By Marjorie Nesin
---- — After hearing the suspenseful story of one resident’s 12 minute wait for a city ambulance, Gloucester’s city councilors are formally urging the mayor to provide extra funds to the Fire Department that would open the outlier stations full-time.
A unanimous vote at a special meeting Tuesday night asked the mayor to fund Bay View station enough to immediately open it full-time through the fiscal year. A second vote, with only one councilor dissenting, asked the mayor to request the funds to open the long-closed Magnolia Station full-time starting in January.
Councilor Paul McGeary said he voted in opposition to show his disapproval of the emergency handling, believing the vote should have followed the normal process, waiting for another meeting.
The emergency declaration, McGeary said, could send off the impression that the council was “the boys who cry wolf.”
“I was concerned that by using that essentially parliamentary fiction that it could be misinterpreted to say there is a public safety emergency,” McGeary said. “My objection was not to funding full staffing at the fire stations. It was that we were doing it on an emergency basis.”
Mayor Carolyn Kirk signed a contract with the Fire Department last month that would reorganize the staffing, allowing stations to open full time by the start of a new fiscal year on July 1, 2014. Fire Chief Eric Smith said the delayed swap over allows time to figure out some kinks and additional overtime funding would serve the city better than a rush to the new set up.
Smith estimated that in order for the fire department to open Bay View full time, the city would need to wrangle up to $800,000 for overtime pay. Come January, adding Magnolia Station to the full time open list, would require another $400,000 chunk of cash.
“It’s a significant investment,” Smith said. “That’s the point of this transition to the new system with the new schedule.
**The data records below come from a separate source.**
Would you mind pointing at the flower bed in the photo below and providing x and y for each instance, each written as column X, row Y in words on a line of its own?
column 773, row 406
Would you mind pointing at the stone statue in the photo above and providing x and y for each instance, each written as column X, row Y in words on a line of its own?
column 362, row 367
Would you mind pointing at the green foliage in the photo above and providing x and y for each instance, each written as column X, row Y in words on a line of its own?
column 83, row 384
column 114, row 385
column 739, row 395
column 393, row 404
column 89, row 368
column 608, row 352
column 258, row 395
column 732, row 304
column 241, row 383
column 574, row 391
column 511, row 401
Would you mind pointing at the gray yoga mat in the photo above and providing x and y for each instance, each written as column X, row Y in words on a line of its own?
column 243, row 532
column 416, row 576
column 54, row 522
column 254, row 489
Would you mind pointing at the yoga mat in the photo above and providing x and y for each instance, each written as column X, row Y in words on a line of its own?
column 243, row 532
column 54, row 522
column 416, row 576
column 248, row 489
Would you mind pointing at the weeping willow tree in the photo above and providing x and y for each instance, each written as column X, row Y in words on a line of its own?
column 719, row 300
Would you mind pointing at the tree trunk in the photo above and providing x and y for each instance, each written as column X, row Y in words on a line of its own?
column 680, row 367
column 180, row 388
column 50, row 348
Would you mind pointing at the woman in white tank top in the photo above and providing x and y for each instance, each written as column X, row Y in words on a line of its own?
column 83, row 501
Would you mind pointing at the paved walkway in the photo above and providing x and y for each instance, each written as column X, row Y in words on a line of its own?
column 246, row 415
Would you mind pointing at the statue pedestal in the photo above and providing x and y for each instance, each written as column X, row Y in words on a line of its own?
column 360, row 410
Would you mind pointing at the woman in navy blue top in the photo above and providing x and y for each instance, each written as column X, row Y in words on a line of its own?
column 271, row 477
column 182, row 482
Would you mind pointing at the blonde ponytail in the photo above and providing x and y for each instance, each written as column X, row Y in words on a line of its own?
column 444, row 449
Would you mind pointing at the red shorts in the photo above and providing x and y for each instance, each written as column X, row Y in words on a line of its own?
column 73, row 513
It is a large investment as well, but it’s an investment done in an appropriate manner, everything is structured and we’re not looking at the whims of overtime.”
But, even if the city finds the funds to pay the overtime compensation needed to open the stations, the Magnolia Station that has been closed for many years and recently began undergoing renovations, could still need vital construction work before opening.
“There’s a lot of moving parts to this thing so that year of leading is a good thing for us to get it all worked out. To rush it, you kind of run the risk of running before you can crawl,” Smith said. “Right now to try to accelerate that process is probably not the right thing to do. To patch across it with funding of overtime is more reasonable.”
Councilors had urged the mayor to increase fire department funding after hearing the story of Lanes Cove resident Barbara Jobe, whose husband waited twelve minutes for an ambulance to arrive from central station while suffering a heart attack. The couple lives just over a mile from the Bay View Station, but the station closed that night like many other nights.
Jobe sent a letter to councilors about her terrifying wait and Councilor Bruce Tobey called for a special meeting to address her concerns about the outlier stations closing frequently. Along with the fire department funding vote, he had asked the council to vote on a second motion that would prevent the city from signing any leases to rent buildings not owned by the city, aiming to prevent the school from leasing the former Charter School building.
Councilors voted against adding the vote on signing leases to the agenda.
Tobey noted some successes that came out of the meeting, in his eyes.
“The mayor is now going to be held accountable on whether or not she is going to provide funding to open Bay View for the balance of the fiscal year, and the same for Magnolia starting Jan. 1,” Tobey said. “We will now find out if the mayor will support the full investment in public safety that the community deserves.”